Goetz, Ernest T.; And Others
Using computer controlled text presentation that permitted the measurement of reading time for individual sentences, a study tested two hypotheses concerning how schemata guide reading comprehension. The focusing hypothesis suggested that the schemata activated by the reader's perspective might identify relevant information to which additional processing would then be directed. The slot-filling hypothesis suggested that the schemata would provide a structure to which relevant information could be readily assimilated with no additional processing. The 106 subjects read and recalled a passage from one of three assigned perspectives (burglar, homebuyer, control). The effect of "naturally occurring" perspective was tested by recruiting subjects from a real estate class, an educational psychology class, and a police training institute. The results confirmed the powerful role of perspective in determining perceived importance and likelihood of recall. Consistent with the focusing hypothesis, readers spent more time on sentences containing information important to their perspective. (Author/RL)

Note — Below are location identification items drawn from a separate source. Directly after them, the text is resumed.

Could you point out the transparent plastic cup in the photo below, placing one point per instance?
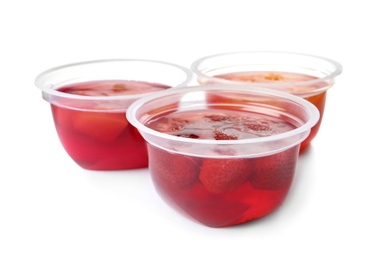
(89, 102)
(201, 163)
(306, 76)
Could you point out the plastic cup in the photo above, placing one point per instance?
(222, 181)
(306, 76)
(90, 113)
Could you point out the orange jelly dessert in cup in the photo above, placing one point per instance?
(89, 102)
(306, 76)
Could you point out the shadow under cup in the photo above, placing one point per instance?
(91, 122)
(306, 76)
(224, 181)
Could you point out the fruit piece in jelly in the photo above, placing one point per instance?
(224, 175)
(275, 171)
(173, 170)
(103, 126)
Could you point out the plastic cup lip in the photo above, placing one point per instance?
(310, 108)
(337, 68)
(53, 92)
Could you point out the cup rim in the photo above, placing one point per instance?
(46, 89)
(310, 108)
(337, 71)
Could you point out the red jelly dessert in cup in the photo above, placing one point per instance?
(222, 162)
(89, 102)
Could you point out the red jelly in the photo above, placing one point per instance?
(98, 136)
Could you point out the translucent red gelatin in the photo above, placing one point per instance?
(317, 99)
(220, 192)
(97, 138)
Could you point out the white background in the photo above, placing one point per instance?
(52, 209)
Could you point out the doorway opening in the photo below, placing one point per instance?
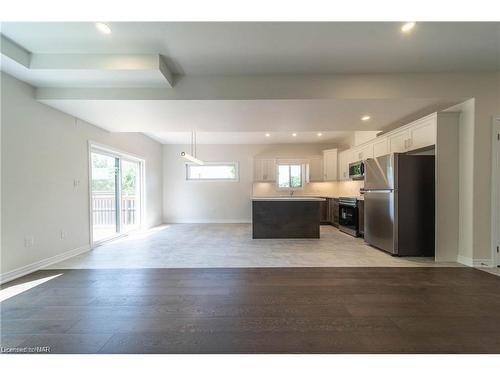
(495, 228)
(116, 193)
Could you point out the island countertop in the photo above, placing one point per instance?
(289, 198)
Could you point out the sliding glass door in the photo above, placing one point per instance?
(115, 195)
(130, 195)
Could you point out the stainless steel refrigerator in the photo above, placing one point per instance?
(399, 195)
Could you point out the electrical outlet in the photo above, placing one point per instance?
(29, 241)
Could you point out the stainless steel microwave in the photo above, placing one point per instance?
(357, 170)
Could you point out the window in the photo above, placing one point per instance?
(212, 171)
(289, 176)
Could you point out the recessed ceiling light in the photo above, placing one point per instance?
(103, 28)
(407, 27)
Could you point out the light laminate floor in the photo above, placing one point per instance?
(231, 245)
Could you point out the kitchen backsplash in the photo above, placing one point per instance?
(332, 188)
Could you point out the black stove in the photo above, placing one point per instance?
(348, 216)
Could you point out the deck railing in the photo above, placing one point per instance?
(104, 209)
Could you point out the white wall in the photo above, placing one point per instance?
(465, 180)
(43, 152)
(218, 201)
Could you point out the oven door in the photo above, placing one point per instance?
(348, 219)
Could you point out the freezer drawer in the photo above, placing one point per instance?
(380, 220)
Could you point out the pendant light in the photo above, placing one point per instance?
(192, 157)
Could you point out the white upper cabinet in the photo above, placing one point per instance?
(330, 162)
(422, 134)
(265, 170)
(398, 141)
(345, 157)
(380, 147)
(362, 152)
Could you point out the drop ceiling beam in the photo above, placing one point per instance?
(75, 66)
(14, 51)
(314, 87)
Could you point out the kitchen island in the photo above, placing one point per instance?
(286, 217)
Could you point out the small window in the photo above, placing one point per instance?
(289, 176)
(212, 171)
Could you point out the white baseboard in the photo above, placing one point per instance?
(465, 260)
(18, 272)
(474, 262)
(208, 221)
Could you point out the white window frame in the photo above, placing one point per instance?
(215, 163)
(302, 176)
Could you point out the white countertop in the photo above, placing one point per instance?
(288, 198)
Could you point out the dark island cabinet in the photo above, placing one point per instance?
(334, 212)
(325, 212)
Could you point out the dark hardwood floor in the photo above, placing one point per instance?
(264, 310)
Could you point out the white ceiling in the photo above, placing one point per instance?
(278, 48)
(246, 121)
(77, 56)
(329, 137)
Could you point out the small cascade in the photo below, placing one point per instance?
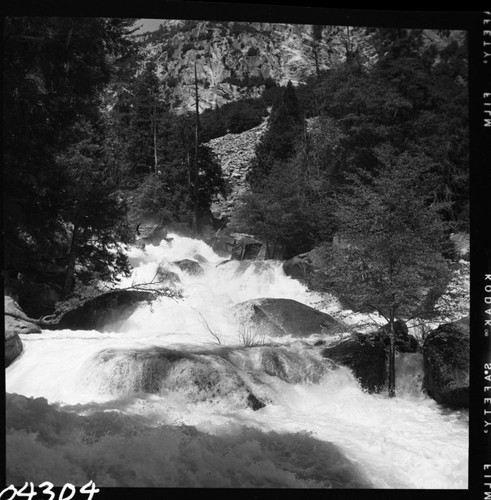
(174, 396)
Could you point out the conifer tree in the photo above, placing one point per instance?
(394, 233)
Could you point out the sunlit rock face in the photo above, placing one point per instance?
(236, 60)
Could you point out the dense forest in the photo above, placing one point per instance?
(376, 154)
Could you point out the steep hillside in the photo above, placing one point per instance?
(235, 153)
(237, 60)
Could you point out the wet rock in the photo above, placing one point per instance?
(403, 341)
(461, 242)
(286, 365)
(13, 327)
(278, 317)
(150, 234)
(245, 247)
(107, 309)
(196, 376)
(254, 403)
(189, 266)
(199, 258)
(166, 277)
(446, 364)
(298, 267)
(310, 268)
(365, 356)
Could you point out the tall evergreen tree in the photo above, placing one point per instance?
(278, 143)
(394, 235)
(54, 71)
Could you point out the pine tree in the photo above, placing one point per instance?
(394, 235)
(278, 143)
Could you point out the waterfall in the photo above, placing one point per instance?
(173, 397)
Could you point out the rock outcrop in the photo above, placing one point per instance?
(150, 234)
(235, 153)
(446, 364)
(365, 356)
(279, 317)
(103, 311)
(235, 60)
(189, 266)
(13, 327)
(403, 341)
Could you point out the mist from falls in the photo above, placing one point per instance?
(157, 401)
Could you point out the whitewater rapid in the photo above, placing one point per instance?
(158, 401)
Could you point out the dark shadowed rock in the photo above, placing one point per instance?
(166, 277)
(104, 310)
(189, 266)
(199, 258)
(298, 267)
(280, 317)
(403, 341)
(14, 327)
(365, 356)
(150, 234)
(446, 364)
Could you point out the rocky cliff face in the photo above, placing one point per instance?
(236, 60)
(235, 153)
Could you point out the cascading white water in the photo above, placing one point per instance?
(158, 402)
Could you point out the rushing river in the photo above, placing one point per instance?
(157, 401)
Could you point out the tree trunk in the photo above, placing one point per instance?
(392, 371)
(197, 222)
(72, 259)
(155, 155)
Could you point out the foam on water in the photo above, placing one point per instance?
(159, 403)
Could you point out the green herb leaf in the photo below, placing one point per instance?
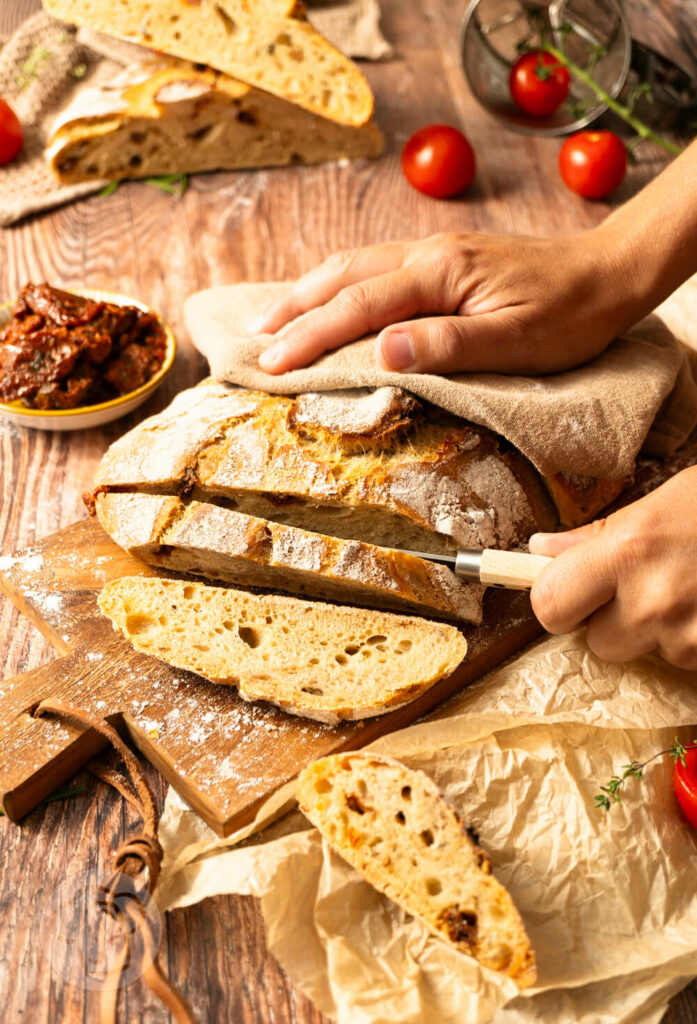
(174, 184)
(30, 68)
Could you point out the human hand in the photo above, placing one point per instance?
(633, 578)
(488, 302)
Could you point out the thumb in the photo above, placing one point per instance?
(554, 544)
(443, 345)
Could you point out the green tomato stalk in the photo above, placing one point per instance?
(643, 131)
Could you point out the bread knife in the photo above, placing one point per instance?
(512, 569)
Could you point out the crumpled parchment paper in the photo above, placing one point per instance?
(608, 899)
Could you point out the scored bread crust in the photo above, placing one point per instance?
(368, 465)
(393, 825)
(268, 44)
(168, 117)
(207, 540)
(316, 660)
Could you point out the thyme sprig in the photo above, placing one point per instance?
(173, 184)
(611, 792)
(61, 795)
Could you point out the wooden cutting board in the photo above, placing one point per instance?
(224, 756)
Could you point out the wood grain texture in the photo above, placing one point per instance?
(228, 227)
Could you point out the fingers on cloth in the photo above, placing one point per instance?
(452, 344)
(356, 310)
(325, 281)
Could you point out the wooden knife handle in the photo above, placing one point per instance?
(513, 569)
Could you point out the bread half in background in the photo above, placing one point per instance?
(397, 829)
(167, 117)
(266, 43)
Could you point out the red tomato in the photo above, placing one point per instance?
(685, 784)
(593, 163)
(10, 133)
(538, 83)
(438, 161)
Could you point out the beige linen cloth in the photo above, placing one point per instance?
(609, 900)
(45, 61)
(639, 394)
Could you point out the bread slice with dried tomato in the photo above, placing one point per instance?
(266, 43)
(394, 826)
(321, 662)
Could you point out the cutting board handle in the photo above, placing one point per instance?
(513, 569)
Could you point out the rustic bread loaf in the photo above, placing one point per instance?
(394, 826)
(214, 542)
(371, 465)
(167, 117)
(266, 43)
(317, 660)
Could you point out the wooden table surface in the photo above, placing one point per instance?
(233, 226)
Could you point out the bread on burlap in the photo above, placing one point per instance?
(316, 660)
(206, 540)
(168, 117)
(375, 466)
(394, 826)
(266, 43)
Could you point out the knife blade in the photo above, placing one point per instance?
(512, 569)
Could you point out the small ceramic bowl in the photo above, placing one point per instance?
(89, 416)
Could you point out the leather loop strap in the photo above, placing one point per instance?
(127, 896)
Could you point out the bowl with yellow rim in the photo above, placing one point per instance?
(105, 412)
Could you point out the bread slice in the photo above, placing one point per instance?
(317, 660)
(394, 826)
(168, 117)
(266, 43)
(372, 465)
(216, 543)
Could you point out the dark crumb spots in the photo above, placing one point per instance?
(354, 803)
(247, 118)
(461, 926)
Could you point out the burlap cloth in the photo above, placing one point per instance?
(45, 61)
(639, 394)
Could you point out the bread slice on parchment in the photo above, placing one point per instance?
(316, 660)
(394, 826)
(207, 540)
(266, 43)
(167, 117)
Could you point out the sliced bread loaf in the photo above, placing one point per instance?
(168, 117)
(394, 826)
(266, 43)
(374, 465)
(219, 544)
(317, 660)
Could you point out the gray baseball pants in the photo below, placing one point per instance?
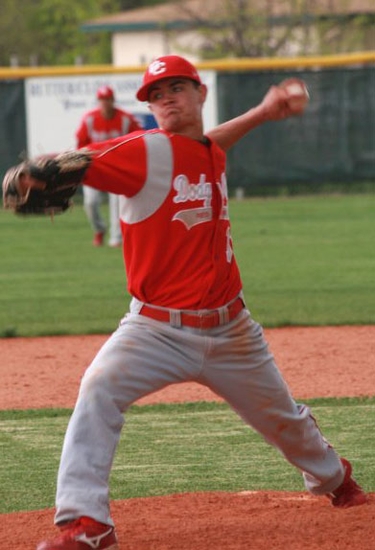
(143, 356)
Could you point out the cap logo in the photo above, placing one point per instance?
(157, 67)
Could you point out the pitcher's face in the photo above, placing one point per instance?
(177, 105)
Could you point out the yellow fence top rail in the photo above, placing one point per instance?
(225, 65)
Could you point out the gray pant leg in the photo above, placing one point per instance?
(141, 357)
(241, 369)
(115, 236)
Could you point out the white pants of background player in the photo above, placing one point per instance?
(92, 200)
(143, 356)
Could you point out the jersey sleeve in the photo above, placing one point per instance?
(134, 125)
(119, 165)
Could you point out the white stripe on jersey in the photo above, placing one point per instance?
(157, 184)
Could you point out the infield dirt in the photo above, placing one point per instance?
(316, 362)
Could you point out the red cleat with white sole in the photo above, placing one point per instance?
(349, 493)
(83, 534)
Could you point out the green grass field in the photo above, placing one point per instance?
(176, 448)
(304, 261)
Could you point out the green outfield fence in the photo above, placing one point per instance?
(333, 142)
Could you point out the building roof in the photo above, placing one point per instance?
(178, 13)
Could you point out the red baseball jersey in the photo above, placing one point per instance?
(94, 127)
(174, 217)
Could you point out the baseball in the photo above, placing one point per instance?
(298, 96)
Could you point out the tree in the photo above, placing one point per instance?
(48, 32)
(251, 28)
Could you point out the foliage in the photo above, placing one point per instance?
(243, 28)
(48, 32)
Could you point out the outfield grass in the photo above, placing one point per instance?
(304, 261)
(176, 448)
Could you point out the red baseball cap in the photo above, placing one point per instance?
(166, 67)
(105, 92)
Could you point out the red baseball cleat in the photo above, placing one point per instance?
(349, 493)
(98, 239)
(83, 534)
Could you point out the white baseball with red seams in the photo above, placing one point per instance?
(298, 95)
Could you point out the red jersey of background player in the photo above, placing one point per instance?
(94, 127)
(188, 209)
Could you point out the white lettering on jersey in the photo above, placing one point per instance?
(157, 67)
(192, 191)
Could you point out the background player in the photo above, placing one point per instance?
(101, 124)
(188, 320)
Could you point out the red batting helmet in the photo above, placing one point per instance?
(166, 67)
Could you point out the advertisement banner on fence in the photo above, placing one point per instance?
(56, 104)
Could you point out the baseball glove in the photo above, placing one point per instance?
(45, 185)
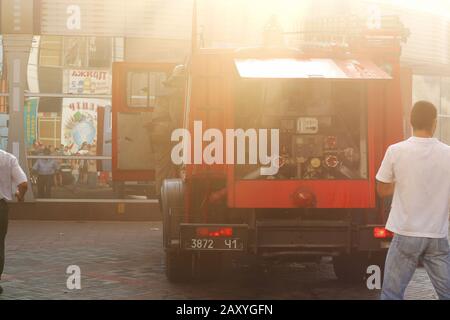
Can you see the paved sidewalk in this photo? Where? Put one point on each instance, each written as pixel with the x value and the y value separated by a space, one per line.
pixel 124 260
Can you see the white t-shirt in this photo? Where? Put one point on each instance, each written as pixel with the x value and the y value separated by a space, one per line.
pixel 11 175
pixel 420 168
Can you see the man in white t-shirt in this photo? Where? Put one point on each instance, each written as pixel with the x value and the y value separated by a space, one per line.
pixel 417 173
pixel 11 177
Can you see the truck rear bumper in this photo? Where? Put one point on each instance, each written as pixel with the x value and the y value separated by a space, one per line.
pixel 272 237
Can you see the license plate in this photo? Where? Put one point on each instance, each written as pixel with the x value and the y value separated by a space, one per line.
pixel 213 244
pixel 190 240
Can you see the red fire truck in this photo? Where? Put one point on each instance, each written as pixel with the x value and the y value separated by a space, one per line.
pixel 336 103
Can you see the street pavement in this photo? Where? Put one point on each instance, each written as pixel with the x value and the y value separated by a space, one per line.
pixel 125 260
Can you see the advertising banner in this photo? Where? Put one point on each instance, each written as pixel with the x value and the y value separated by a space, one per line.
pixel 79 122
pixel 30 120
pixel 87 81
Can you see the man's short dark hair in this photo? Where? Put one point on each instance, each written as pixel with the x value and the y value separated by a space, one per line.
pixel 423 115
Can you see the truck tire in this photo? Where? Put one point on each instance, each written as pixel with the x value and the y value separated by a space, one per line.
pixel 178 266
pixel 172 196
pixel 351 268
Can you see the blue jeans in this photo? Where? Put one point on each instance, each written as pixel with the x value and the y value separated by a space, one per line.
pixel 402 259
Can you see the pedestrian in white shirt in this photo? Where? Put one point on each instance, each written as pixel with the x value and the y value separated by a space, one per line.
pixel 417 173
pixel 11 177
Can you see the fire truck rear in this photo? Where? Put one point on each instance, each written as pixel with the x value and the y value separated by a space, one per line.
pixel 336 105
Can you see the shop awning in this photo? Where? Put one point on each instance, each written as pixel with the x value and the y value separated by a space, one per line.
pixel 309 69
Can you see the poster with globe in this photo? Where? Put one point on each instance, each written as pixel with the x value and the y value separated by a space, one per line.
pixel 79 122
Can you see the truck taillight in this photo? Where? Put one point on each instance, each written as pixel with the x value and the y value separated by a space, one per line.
pixel 382 233
pixel 215 232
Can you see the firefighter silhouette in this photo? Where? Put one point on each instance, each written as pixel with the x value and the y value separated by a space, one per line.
pixel 167 116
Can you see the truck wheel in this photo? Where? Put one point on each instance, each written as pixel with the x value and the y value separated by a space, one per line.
pixel 178 266
pixel 207 266
pixel 351 268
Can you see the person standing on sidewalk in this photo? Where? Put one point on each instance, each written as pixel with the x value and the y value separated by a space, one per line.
pixel 46 169
pixel 417 173
pixel 11 176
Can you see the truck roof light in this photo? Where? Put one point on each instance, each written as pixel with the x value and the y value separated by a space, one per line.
pixel 214 232
pixel 382 233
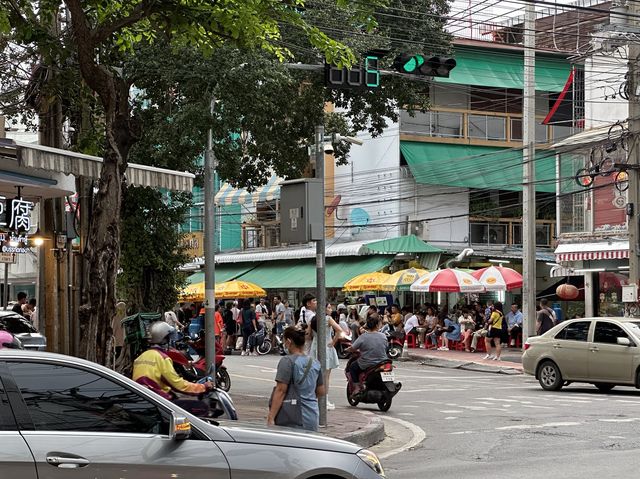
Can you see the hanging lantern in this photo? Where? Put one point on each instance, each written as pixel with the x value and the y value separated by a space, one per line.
pixel 567 292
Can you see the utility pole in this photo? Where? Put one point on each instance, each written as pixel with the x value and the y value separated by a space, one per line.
pixel 529 176
pixel 320 275
pixel 633 8
pixel 209 252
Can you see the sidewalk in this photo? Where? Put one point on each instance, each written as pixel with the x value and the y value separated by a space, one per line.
pixel 511 362
pixel 349 424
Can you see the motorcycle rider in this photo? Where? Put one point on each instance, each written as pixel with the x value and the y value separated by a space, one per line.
pixel 372 346
pixel 154 368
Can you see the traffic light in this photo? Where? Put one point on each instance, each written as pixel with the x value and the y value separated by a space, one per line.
pixel 421 65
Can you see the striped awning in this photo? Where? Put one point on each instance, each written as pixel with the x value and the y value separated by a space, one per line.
pixel 592 251
pixel 228 195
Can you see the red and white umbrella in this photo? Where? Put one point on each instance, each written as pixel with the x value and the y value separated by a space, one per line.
pixel 447 281
pixel 498 278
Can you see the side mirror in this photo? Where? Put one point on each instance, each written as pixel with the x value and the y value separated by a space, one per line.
pixel 624 342
pixel 179 428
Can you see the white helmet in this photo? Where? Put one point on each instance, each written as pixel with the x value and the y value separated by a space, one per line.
pixel 160 332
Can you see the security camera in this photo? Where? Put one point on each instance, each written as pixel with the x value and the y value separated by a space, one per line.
pixel 328 148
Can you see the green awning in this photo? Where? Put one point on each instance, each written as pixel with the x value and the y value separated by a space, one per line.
pixel 505 70
pixel 401 244
pixel 295 274
pixel 224 272
pixel 470 166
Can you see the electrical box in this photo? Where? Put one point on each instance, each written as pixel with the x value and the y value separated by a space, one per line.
pixel 301 211
pixel 629 293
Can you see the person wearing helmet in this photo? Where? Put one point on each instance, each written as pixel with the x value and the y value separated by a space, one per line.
pixel 9 341
pixel 154 368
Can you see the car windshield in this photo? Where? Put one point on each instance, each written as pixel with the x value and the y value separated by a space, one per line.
pixel 635 328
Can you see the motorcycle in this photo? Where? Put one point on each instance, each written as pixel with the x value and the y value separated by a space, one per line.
pixel 193 371
pixel 378 385
pixel 396 344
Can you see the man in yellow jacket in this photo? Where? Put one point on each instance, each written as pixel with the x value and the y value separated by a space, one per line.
pixel 154 368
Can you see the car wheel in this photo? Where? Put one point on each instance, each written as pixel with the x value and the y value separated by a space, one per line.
pixel 605 387
pixel 550 377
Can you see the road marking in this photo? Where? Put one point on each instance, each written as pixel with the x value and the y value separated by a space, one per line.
pixel 538 426
pixel 418 435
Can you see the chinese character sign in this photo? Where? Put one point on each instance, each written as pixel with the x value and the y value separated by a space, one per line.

Publication Type: Reports - Research; Speeches/Meeting Papers
Education Level: N/A
Sponsor: Advanced Research Projects Agency (DOD), Washington, DC.; National Inst. of Education (DHEW), Washington, DC.
Authoring Institution: N/A
Identifiers: Schema Theory; Schemata
Note: Paper presented at the Annual Meeting of the American Educational Research Association (Los Angeles, CA, April 13-17, 1981).